Inquinamento da plastica? La risposta del Kenya

di Valentina Milani

Il 5 giugno è ufficialmente entrato in vigore, in Kenya, il divieto di introdurre e utilizzare bottiglie di plastica, oltre ad ogni oggetto di plastica di uso singolo, in tutti i parchi, le riserve, le foreste e le spiagge del Paese.

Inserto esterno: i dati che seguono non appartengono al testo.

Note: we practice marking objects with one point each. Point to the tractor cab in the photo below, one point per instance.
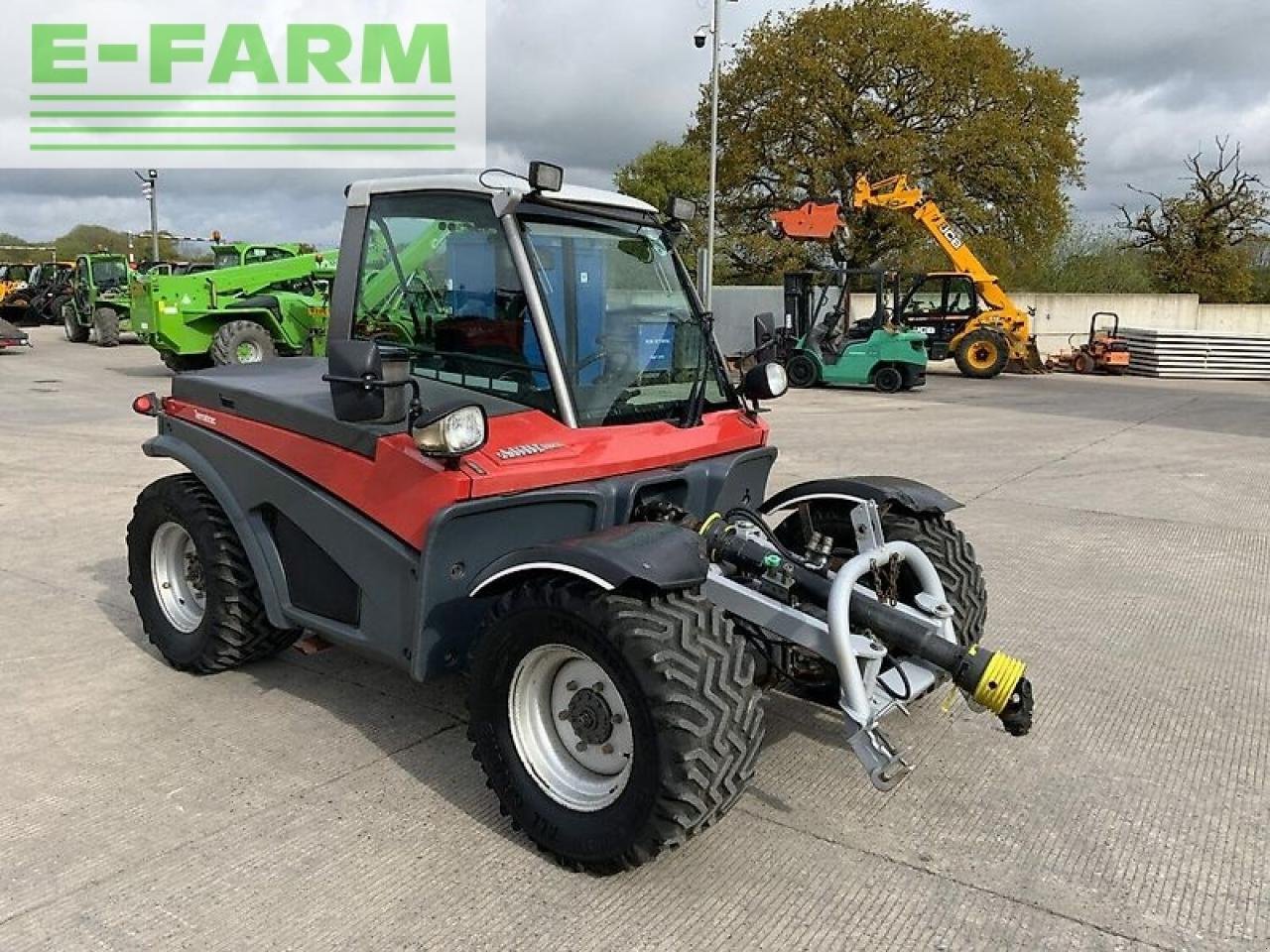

Una decisione che, approvata e annunciata lo sorso anno dal Presidente Uhuru Kenyatta e resa effettiva proprio in questi giorni, fa seguito a un’altra iniziativa del Kenya, risalente al 2017: il divieto a livello nazionale di produrre sacchetti di plastica monouso. Per “oggetti di plastica di uso singolo” si intendono, oltre a bottiglie e bottigliette, qualsiasi contenitore di plastica come vaschette, bicchieri, coppette, posate oltre a cannucce ed ogni tipo di borsa di plastica.

«La conservazione del nostro ambiente è legata al nostro benessere e a quello delle generazioni future. Questo divieto è importante per affrontare la catastrofe dell’inquinamento che il Kenya e il mondo stanno affrontando, e speriamo che catalizzi politiche e azioni simili da parte delle comunità dell’Africa orientale», ha detto Najib Balala, a capo del Segretariato per il Turismo e la fauna selvatica.

La plastica è uno degli inquinanti peggiori e di conseguenza una delle minacce più gravi per la salute del pianeta. I prodotti in plastica monouso stanno infatti inquinando la maggior parte degli ecosistemi, dalle foreste pluviali agli oceani. E, ora, ad aggravare la situazione, vi sono le migliaia di mascherine che, spesso, vengono purtroppo gettate a terra come se fossero facilmente smaltibili in modi naturale.
Entro il 2050, le Nazioni Unite stimano che nell’oceano ci sarà più plastica che pesci, a meno che i governi e il settore privato non promuovano una progettazione, una produzione, un uso e una gestione più efficiente delle risorse della plastica.

A partire dagli anni Cinquanta sono stati prodotti sul nostro pianeta 8,3 miliardi di tonnellate di plastica. Ogni anno, almeno 8 milioni di tonnellate finiscono in ecosistemi fragili, come gli oceani, dove, ad oggi, si stima che via siano più di 150 milioni di tonnellate di plastica. In alcuni Paesi africani lo smaltimento di questo materiale è estremamente difficoltoso, a causa dell’assenza di infrastrutture adeguate e della mancanza di una cultura di gestione dei rifiuti. In città come Douala, capitale economica del Camerun, vengono prodotte, ogni anno, 600.000 tonnellate di rifiuti in plastica che si riversano nei corsi d’acqua che attraversano la città. Il risultato? Veri e propri fiumi di plastica dal devastante impatto ambientale.

Fortunatamente altri Paesi, come Tanzania, Rwanda (che in questo è stato il capofila) ed Eritrea sono in linea col Kenya nel vietare la produzione, il commercio e l’introduzione almeno dei sacchetti di plastica. Inoltre non mancano iniziative di riciclo di questo resistente materiale che, pian piano, stanno prendendo sempre più piede in diversi Stati. In Camerun, per esempio, nell’indifferenza generale, un giovane camerunese ha preso in mano la situazione. Si tratta del ventottenne Ismael Essome Ebone che, laureato in ingegneria, da qualche anno porta avanti un progetto di riciclo davvero originale: costruire canoe con le bottiglie di plastica riciclate nel tentativo di innescare un processo virtuoso. Raccolte nei fiumi dal team della Madiba&Nature, l’ONG fondata dal ragazzo, le bottiglie vengono assemblate con dello spago in un garage. Lì, ogni mese, prendono vita nuove piroghe che i giovani ecologisti trasportano in diverse località disseminate lungo la costa e lungo i fiumi per regalarle ai pescatori che non possono permettersi imbarcazioni in legno. Piccoli ma concreti gesti che, se venissero presi a esempio, potrebbero davvero fare la differenza.